|
With the continued proliferation of cable
and satellite television and the rapid
growth of the Internet, video transmission
bandwidth has experienced phenomenal
growth. With video streaming now being
introduced into mobile handsets, this
growth rate is not showing any signs of
slowing down.
The technology advances of Xilinx®
FPGAs have kept pace with the increasing
transmission requirements and have solved
many of the critical design issues in these
systems. The Virtex-4™ product family
incorporates additional enhancements –
high-speed DSP, ultra low power, flexible
integrated memory, and high-speed serial
I/O – that enable these devices to meet the
high bandwidth requirements of video
applications.
With these features, you can use Virtex-4 devices in a variety of products, such as
cable modem termination systems, digital
video broadcast systems, flat-panel displays,
master control switches, MPEG
encoders, non-linear video editors, broadcast
routers, image statistical multiplexers,
and video servers.
Cable Modem Termination System
One common application where you can
use Virtex-4 devices is in a cable modem
termination system (CMTS), shown in
Figure 1. The CMTS is used in cable
headends, a switching system that works
in conjunction with Internet service
providers to route data between cable
modems and the Internet.
In a CMTS, the transmitted data is multiplexed
onto a cable channel along with
broadcast video transmissions.

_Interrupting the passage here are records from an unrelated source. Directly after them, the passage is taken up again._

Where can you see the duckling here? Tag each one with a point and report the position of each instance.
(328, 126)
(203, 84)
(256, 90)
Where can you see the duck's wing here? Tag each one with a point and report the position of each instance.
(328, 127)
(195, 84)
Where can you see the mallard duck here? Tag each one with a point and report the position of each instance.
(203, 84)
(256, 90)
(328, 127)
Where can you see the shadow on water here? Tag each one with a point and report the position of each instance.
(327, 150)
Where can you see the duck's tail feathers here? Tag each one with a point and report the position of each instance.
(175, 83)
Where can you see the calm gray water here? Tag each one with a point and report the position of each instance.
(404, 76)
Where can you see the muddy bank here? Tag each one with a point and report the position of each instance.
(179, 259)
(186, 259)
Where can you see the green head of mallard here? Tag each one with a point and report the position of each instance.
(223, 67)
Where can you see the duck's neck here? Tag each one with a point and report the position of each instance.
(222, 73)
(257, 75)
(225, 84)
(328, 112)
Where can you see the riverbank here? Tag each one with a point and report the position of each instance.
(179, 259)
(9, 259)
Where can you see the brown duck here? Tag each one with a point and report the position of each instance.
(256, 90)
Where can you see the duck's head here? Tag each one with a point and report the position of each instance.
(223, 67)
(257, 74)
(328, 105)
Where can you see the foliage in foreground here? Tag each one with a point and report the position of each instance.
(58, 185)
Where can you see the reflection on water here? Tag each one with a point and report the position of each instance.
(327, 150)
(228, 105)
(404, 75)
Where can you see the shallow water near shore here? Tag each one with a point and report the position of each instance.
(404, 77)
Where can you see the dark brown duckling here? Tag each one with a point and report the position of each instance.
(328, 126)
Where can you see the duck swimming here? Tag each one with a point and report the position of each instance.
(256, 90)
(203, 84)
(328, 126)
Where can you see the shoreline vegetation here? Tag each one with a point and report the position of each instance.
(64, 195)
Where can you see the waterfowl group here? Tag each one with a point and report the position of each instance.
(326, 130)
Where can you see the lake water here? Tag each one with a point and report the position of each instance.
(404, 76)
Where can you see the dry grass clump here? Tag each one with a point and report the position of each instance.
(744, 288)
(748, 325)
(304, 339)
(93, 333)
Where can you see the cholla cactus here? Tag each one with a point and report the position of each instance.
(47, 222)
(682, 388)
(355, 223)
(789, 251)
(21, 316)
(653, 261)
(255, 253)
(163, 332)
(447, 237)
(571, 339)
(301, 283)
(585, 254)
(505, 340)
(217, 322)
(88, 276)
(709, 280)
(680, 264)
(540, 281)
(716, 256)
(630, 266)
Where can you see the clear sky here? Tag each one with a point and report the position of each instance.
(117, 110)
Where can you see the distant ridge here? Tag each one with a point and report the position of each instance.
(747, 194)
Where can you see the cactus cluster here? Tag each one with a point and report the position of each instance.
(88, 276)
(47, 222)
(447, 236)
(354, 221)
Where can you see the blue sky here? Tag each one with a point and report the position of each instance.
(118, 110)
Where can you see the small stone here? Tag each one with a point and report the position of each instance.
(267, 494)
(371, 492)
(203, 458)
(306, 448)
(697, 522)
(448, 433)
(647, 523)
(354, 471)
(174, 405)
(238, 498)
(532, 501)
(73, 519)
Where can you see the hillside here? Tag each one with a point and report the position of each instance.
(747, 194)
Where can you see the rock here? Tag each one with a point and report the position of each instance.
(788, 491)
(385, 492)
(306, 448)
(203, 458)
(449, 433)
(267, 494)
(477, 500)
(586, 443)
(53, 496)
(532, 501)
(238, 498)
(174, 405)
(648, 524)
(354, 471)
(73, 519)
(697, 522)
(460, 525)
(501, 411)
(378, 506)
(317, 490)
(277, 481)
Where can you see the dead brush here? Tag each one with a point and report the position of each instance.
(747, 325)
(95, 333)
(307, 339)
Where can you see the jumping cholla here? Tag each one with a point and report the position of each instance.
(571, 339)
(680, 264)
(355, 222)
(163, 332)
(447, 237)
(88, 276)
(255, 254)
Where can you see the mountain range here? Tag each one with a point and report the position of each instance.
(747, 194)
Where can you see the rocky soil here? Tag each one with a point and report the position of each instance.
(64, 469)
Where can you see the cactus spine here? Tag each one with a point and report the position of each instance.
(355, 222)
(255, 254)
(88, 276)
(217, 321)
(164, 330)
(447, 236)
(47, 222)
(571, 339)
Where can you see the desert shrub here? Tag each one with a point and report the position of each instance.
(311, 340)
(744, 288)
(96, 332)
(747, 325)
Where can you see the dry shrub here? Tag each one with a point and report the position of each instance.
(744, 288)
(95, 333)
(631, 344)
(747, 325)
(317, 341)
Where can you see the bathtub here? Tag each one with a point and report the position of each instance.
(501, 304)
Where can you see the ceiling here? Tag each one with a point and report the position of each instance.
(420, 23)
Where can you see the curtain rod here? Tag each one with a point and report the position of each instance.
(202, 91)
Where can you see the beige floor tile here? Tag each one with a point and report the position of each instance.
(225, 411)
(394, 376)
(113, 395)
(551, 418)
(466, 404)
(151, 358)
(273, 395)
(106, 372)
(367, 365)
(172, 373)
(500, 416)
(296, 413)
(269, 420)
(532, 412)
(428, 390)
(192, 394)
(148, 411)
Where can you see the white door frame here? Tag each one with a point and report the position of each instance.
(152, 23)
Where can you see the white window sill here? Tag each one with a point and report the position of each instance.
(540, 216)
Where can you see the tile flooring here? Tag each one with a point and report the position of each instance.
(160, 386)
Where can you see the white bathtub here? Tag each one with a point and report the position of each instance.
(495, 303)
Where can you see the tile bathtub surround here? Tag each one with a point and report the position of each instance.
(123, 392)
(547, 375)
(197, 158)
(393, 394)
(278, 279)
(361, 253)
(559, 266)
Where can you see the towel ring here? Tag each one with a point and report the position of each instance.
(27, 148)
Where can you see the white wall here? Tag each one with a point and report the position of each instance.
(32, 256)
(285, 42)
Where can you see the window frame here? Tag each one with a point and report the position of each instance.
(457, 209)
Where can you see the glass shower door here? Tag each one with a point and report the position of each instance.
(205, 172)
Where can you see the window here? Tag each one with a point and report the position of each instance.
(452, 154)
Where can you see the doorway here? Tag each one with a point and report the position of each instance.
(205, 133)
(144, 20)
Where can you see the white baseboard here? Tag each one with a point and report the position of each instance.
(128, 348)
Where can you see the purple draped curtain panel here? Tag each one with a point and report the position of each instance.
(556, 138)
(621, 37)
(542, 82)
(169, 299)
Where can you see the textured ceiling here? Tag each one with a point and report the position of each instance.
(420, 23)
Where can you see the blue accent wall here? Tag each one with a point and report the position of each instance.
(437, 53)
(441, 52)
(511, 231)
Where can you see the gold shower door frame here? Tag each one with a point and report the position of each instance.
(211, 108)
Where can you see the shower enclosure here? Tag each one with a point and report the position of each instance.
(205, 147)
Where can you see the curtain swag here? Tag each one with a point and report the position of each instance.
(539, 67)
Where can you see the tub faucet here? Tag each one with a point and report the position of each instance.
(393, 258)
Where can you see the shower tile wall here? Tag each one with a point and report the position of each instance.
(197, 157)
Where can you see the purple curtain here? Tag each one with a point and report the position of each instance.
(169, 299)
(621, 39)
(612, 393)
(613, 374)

Bandwidth
is shared by all active subscribers (typically
500 to 2,000) in the cable network segment.
Downstream transmission rates run
at 40 Mbps using quadrature amplitude
modulation (QAM), while upstream rates
can be as high as 10 Mbps using QAM or
quadrature phase shift keying (QPSK). The
speed of the upstream link depends on the
service level agreement (SLA) that the subscriber
has signed with their cable company.
CMTS Design Challenges
Cable operators can offer a variety of different
services by using quality of service
(QoS) provisioning to support different
subscriber packages, helping to maximize
their revenue stream. For QoS in the
CMTS, the design needs to support packet
classification, packet prioritization, flow
control, congestion control, queuing,
scheduling, and QoS statistical measurements. All of these functions need to be
supported without a reduction in user
bandwidth. Given this, QoS processing is
generally done in hardware, for software
implementations lack the
processing power to make
real-time routing decisions
and can result in delays
and excessive queuing.
Maintaining efficient
bandwidth utilization
while supporting SLAs and
multiple traffic types
makes traffic management
very challenging. Throw in
varying protocols, memory
management, different
sized payloads, and a variety
of different system
interfaces, and it is easy to
see how these designs require highperformance,
cost-effective flexibility that
ASSPs and ASICs cannot offer. These challenges
open up opportunities for Virtex-4
devices that can provide flexible traffic
management capability at the required performance
levels.
CMTS Queuing and Scheduling Requirements
QoS provisioning is basically a queuing and
scheduling problem. Proper queuing and
scheduling entails recognizing service classes
along with managing buffer memories and port
bandwidth. The design goal is to
reduce the amount of congestion in order to
offer the maximum amount of bandwidth
and packet throughput by optimizing end-to-end delay and minimizing packet loss.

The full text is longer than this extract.